What would America's greatest iconoclastic journalist, H L Mencken, have made of this lot? Mencken, who found President Coolidge's career "as appalling and as fascinating as a two-headed boy" and who dismissed even F D Roosevelt (whom he came to detest for his duplicity) as "The Great Croon of Croons". One would like to be able to hear him on Hillary and Mitt Romney and the ridiculous Rudi Giuliani.
There is much admittedly to dislike and condemn in Mencken. He was unashamedly racist (before the term had been coined) and generalised stupidly about the inherent qualities of different races. He was in favour of capital punishment, and believed that the low level of crime in late Victorian Britain could be accounted for by the fact that "the English had hanged out their criminal classes". (Actually we had dispatched them to Australia.) He was disagreeably contemptuous of the uneducated and ignorant.
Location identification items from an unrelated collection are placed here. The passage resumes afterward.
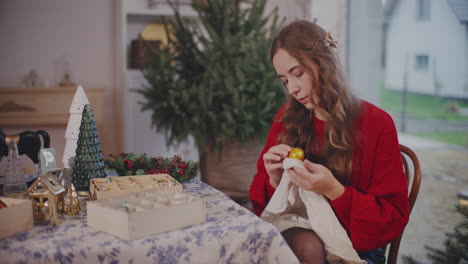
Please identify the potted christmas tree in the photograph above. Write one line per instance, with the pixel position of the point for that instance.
(214, 81)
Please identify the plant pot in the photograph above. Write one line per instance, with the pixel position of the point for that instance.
(231, 169)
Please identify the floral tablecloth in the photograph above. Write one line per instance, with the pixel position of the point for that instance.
(231, 234)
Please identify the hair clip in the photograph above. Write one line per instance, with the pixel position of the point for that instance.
(330, 41)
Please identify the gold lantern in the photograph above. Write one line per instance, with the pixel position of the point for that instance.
(47, 196)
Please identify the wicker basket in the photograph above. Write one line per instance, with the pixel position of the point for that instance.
(231, 169)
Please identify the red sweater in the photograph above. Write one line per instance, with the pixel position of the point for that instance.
(374, 208)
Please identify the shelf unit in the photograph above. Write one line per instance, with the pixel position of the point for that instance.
(138, 135)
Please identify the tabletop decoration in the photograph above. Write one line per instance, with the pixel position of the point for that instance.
(88, 161)
(126, 164)
(47, 196)
(72, 204)
(231, 234)
(146, 213)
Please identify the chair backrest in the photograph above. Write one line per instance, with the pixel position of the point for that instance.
(413, 184)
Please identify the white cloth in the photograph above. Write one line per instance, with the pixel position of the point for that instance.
(292, 206)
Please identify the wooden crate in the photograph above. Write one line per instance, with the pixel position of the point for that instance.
(101, 188)
(16, 217)
(146, 213)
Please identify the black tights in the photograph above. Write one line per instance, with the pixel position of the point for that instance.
(306, 245)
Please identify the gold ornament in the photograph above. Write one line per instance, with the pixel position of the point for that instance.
(296, 153)
(72, 204)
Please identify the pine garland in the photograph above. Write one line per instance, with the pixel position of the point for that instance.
(126, 164)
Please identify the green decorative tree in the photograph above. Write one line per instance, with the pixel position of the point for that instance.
(89, 162)
(214, 79)
(455, 249)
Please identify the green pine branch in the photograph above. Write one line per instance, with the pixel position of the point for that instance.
(455, 246)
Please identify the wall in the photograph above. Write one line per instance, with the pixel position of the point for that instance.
(40, 35)
(331, 16)
(365, 47)
(442, 38)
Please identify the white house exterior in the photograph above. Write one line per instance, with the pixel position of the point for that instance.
(429, 40)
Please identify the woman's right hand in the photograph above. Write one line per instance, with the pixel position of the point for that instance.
(273, 161)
Nevertheless on the subject of politicians and government he is admirable, and still very much to the point.
"A politician," he wrote, "has no actual principles. He is in favour of whatever seems to him to be popular at the moment." That was not only perceptive, but prophetic, anticipating the influence of opinion polls and focus groups.
And how about this? Mencken remarked that in the first decade of the 20th century, there was "a sudden change" in the operation of government in the US. "Holes began to be punched in the Bill of Rights, and new laws of strange and often fantastic shape began to slip through them. The hysteria of the late war (i.e. 1914-18] completed the process. The espionage act enlarged the holes to great fissures. Citizens began to be pursued into their houses, arrested without warrants, and jailed without any form of trial. The ancient writ of habeas corpus was suspended; the Bill of Rights was boldly thrown overboard."
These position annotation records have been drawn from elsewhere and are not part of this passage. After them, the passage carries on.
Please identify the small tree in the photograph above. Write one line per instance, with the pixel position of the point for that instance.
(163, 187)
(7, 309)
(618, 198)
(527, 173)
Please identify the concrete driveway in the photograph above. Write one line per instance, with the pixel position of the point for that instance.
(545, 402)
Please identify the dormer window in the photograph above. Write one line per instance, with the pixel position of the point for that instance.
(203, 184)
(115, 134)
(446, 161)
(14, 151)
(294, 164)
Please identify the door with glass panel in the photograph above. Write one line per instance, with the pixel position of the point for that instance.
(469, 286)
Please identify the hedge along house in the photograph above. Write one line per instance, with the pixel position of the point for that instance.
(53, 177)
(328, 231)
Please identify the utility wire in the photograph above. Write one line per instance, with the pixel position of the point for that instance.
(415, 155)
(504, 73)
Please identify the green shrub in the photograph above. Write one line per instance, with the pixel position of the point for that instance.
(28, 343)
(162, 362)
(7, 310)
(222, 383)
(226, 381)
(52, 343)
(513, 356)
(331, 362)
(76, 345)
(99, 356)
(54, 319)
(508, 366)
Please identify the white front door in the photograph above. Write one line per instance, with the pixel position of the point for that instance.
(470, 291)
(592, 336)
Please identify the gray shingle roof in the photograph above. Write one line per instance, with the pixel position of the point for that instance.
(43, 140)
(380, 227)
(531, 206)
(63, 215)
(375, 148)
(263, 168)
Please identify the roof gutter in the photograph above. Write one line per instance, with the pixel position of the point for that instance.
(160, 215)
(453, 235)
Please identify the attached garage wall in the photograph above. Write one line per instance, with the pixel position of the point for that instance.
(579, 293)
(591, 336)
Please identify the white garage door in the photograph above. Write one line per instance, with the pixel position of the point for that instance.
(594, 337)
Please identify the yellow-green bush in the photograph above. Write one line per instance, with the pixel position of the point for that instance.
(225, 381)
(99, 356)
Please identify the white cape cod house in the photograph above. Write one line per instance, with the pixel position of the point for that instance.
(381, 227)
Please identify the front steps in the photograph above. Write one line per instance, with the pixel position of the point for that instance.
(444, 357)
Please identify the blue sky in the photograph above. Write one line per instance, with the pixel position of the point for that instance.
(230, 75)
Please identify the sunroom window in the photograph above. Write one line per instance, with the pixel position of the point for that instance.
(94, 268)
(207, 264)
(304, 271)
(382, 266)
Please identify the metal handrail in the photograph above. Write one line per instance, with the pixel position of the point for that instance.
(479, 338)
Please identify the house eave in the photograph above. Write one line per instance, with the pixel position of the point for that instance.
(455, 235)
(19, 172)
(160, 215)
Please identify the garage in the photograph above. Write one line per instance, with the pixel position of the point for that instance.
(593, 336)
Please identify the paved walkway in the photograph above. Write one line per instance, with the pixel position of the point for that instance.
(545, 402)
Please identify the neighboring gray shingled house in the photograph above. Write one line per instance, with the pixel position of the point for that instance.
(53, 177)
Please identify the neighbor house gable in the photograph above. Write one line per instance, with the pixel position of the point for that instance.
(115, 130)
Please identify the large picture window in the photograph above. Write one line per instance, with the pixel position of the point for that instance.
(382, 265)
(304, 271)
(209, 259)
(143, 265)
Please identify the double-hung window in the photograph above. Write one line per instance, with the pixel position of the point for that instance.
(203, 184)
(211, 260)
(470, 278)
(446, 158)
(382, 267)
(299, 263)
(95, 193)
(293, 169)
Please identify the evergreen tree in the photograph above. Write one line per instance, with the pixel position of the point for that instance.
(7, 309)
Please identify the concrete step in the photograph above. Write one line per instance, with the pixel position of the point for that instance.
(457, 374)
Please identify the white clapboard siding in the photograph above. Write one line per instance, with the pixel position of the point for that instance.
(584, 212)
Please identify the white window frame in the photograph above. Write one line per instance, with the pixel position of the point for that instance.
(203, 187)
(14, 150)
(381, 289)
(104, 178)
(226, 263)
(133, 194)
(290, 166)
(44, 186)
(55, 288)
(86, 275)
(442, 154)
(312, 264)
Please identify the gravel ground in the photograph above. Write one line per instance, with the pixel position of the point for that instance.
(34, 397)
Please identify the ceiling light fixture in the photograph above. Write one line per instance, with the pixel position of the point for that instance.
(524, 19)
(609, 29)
Give or take a few details, doesn't this describe what has been happening in the US and New Labour Britain in the first decade of this 21st century? The hysteria occasioned by 9/11 and the so-called "War on Terror" has resulted in the suspension or abrogation of ancient liberties.
Even here, in Scotland, we have seen a young man imprisoned for what was essentially "a thought crime", retrieving information from the internet, which he might possibly have intended to put to malevolent use. In effect he was jailed to prevent him from committing a crime which he may, or may not, have been contemplating.
Mencken admitted that "as private citizens" politicians "are often highly intelligent and realistic men, and admirable in every way". True; out of office, or with no hope of office, they often speak excellent sense. But in power it's a different matter; then, as he put it, "the best seem to be almost as bad as the worst". This is because of the nature of government, which, Mencken thought, "in its essence, is organised exploitation, and in virtually all of its existing forms is the implacable enemy of every industrious and well-disposed man… Government invades his liberty and collars his money in order to protect him, but, in actuality, always makes a stiff profit on the exchange".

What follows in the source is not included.